Simpson and Doy said they liked the freshman campus concept, but objected to two middle schools with 700-plus students each.
Popp noted that all five board members had said they liked a freshman campus. He then asked what was needed to make it a reality.
Doy said, “a third middle school.”
Popp asked Doy if it was needed before a freshman campus opened. When Doy said yes, Popp said, “That just overwhelms me.”
School board member Marci Busby said she supported the freshman learning center and trusted that education would not plummet for the two years that the district would have two middle schools.
“Chief Kanim and Twin Falls are excellent schools,” she said. “I don’t think they will stop preparing students for high school.”
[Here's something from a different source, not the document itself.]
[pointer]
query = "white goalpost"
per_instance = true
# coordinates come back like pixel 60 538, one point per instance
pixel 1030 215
Busby said the district should not wait in making a decision. Board member Scott Hodgins agreed.
“Can we wait three years to improve high school education?” Hodgins asked.
Valley Superintendent of Schools Joel Aune said the district would do well with two middle schools.
“We have the staff, and we have the leadership to make it go,” he said.
During the meeting, Mount Si High School Principal John Belcher defended the creation of the center, saying that many of the things people feared about it would not occur.
“One of the things I’ve heard is that we won’t offer world languages,” he said. “That’s just not factual.”
The freshman learning center would aid the social development of middle-schoolers, he added.
“Right now, students go from big-dog-on-campus to invisible,” he said. “With the freshman center, they would then go from big-dog-on-campus to very-big-dog, and we can’t do that in the current format.”
Just before the vote, Simpson cited the information Belcher and district finances director Ryan Stokes offered as a reason to wait on creating the freshman campus.
She termed receiving new information at 6 p.m. and voting on it at 11 p.m. highly inappropriate, noting how the vote on it may affect thousands of children.
Popp replied he did not want to wait. He added he did not believe waiting any longer would change Simpson’s mind.
“I don’t want to wait, not because I’m being disrespectful,” he said. “I just don’t think you would ever move forward.”
At 11:50 p.m., the board cast its votes, unanimous on the new middle school, divided on the freshman learning center.
The long discussion and vote had done little to calm the waters, though. “I still have more questions,” Simpson said. “And the public deserves to have these questions answered.”
Others had no questions in their minds as to what had happened.
“Your headline needs to read, ‘School board goes against the public sentiment of three middle schools and a freshman campus in favor of two large middle schools,’” SMS parent Sal Passantino said. “We are all in favor of a freshman campus, but at what expense?”